Hydro and PADNOS start advanced aluminum scrap sorting operations in the US
26 September 2024
Commercial operations of Hydro’s advanced scrap sorting technology have started at PADNOS’s sorting hub in Grandville, Michigan. Only ten months ago, Norwegian aluminum and renewable energy company Hydro partnered with scrap management enterprise PADNOS to create Alusort LLC. Alusort is owned fifty-fifty by Hydro and PADNOS, and is located to supply Hydro’s Cassopolis and Henderson recycling plants with raw material for large-scale production of low-carbon Hydro CIRCAL, which is Hydro’s line of recycled aluminum with minimum 75% post-consumer scrap content.
The proprietary HySort technology, pioneered in Europe and now used by Alusort, allows more mixed and challenging types of post-consumer aluminum scrap to be sorted into fractions, before being returned to the recycling plants as feedstocks. This enables the aluminum recycling plants to achieve streamlined production of high quality, low-carbon aluminum.
Access to post-consumer scrap is becoming increasingly important for aluminum recycling companies such as Hydro in the US. The establishment of Alusort and the US$4-million investment in cutting edge sorting technology answers the call for putting valuable materials from cars, buildings, electronic equipment or other consumer goods to good use in a growing domestic market rather than sending it to landfills or exporting it overseas.

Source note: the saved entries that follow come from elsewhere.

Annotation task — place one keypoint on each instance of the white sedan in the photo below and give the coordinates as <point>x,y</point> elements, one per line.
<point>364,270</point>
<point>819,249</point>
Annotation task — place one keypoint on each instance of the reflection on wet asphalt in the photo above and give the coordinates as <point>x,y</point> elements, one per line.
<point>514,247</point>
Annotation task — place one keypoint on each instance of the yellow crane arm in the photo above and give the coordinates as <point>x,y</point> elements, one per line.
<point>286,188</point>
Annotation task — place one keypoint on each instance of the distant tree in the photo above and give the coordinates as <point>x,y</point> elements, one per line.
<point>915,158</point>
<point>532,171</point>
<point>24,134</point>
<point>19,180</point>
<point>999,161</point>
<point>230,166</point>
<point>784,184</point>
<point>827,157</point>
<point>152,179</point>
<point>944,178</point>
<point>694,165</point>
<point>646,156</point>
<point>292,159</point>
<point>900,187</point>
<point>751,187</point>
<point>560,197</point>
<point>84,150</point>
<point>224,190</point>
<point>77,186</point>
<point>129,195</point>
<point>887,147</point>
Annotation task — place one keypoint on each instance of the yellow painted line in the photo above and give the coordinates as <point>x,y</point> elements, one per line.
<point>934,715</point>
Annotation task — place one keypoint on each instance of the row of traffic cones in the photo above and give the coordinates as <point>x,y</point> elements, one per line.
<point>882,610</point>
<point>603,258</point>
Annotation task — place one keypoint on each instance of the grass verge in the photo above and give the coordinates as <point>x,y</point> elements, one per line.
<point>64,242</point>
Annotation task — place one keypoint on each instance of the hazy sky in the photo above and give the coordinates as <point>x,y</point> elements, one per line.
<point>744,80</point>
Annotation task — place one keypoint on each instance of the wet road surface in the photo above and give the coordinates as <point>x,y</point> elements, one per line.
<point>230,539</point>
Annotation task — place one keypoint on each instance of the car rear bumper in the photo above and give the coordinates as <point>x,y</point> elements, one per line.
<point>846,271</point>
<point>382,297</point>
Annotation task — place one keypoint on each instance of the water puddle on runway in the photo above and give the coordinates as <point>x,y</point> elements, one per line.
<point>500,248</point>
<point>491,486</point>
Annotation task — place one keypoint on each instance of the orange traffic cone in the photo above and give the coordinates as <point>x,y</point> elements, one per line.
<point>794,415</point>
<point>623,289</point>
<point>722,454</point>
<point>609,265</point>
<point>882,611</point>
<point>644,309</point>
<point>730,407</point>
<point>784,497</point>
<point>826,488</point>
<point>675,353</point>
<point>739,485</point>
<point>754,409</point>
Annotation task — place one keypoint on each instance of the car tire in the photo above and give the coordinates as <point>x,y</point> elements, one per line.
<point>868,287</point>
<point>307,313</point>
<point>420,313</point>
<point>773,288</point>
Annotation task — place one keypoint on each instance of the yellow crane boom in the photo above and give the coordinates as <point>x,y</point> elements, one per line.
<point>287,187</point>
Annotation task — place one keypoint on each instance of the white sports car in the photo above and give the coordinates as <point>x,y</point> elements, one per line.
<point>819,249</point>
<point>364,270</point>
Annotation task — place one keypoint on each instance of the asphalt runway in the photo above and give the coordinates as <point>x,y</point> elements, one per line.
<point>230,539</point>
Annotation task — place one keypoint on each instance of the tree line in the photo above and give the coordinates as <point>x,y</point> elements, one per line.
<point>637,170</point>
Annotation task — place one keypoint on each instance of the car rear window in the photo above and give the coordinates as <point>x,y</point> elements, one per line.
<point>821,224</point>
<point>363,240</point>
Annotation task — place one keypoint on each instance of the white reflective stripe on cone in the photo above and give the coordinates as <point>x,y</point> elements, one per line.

PADNOS personnel are responsible for running daily operations at Alusort, with Hydro personnel overseeing activities and providing technical support. With its annual sorting capacity of 20,000 tonnes of aluminum scrap per year, the HySort machine is important for the production of high-quality, recycled alloys aimed at the US automotive, building & construction, and other key markets.

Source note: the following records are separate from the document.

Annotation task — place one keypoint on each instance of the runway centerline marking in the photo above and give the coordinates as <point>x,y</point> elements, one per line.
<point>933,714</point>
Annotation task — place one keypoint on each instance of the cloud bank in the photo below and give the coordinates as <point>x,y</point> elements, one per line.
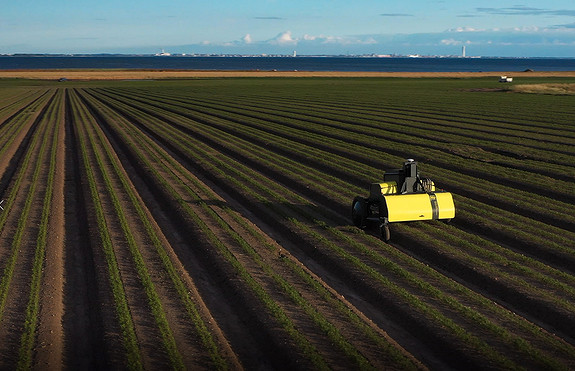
<point>553,41</point>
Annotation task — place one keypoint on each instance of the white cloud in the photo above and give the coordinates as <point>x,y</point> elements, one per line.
<point>284,38</point>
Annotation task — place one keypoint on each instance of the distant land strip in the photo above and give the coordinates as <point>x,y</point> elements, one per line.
<point>153,74</point>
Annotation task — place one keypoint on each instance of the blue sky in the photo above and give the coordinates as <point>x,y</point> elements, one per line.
<point>516,28</point>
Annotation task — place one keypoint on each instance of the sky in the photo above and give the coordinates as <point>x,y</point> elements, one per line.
<point>516,28</point>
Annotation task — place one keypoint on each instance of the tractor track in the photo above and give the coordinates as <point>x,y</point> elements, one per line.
<point>462,274</point>
<point>239,340</point>
<point>86,346</point>
<point>27,171</point>
<point>558,222</point>
<point>230,306</point>
<point>431,339</point>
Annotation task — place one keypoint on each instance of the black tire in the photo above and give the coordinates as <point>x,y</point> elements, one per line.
<point>359,211</point>
<point>385,233</point>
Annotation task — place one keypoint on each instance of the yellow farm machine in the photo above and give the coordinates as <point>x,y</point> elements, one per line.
<point>403,196</point>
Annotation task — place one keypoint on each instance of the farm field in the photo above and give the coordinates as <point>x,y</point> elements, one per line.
<point>205,224</point>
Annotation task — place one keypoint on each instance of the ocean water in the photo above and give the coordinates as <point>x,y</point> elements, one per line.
<point>290,63</point>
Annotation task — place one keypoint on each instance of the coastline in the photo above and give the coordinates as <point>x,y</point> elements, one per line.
<point>130,74</point>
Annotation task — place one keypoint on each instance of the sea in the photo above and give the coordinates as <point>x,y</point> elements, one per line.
<point>303,63</point>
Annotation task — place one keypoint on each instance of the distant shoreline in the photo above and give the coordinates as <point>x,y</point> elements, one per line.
<point>158,74</point>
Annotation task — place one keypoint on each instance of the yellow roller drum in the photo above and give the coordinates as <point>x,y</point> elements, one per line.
<point>419,206</point>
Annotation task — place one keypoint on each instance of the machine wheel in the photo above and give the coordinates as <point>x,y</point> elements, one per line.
<point>359,211</point>
<point>384,231</point>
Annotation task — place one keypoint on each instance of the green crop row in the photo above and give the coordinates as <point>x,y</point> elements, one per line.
<point>16,187</point>
<point>133,358</point>
<point>330,330</point>
<point>220,116</point>
<point>472,184</point>
<point>274,309</point>
<point>52,119</point>
<point>182,290</point>
<point>228,169</point>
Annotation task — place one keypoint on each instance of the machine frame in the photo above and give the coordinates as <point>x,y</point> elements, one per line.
<point>403,196</point>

Aluminum is recyclable without loss of the qualities that make it an important enabler for the green transition and recycling requires only five percent of the energy used to produce primary aluminum in a smelter. This is why it is vital to recycle more post-consumer scrap to accelerate emission cuts.
Stepping up growth in recycling capacity is one of the key factors in Hydro’s overall strategy towards 2030 to meet the increasing demand for low-carbon, recycled products. Hydro is continuously exploring new possibilities, both to source post-consumer scrap and develop advanced sorting technologies, to allow an increased amount of used aluminum to be sorted, repurposed and given a new life.
Hydro’s proprietary HySort technology, utilizing laser-induced breakdown spectroscopy (LIBS), allows Hydro to dig deeper into the scrap pile to recycle aluminum that would otherwise end up in landfills. The technology was pioneered at Hydro’s recycling hub in Dormagen, Germany, and launches in the US market in 2024 by joint venture Alusort LLC. in Grandville, Michigan.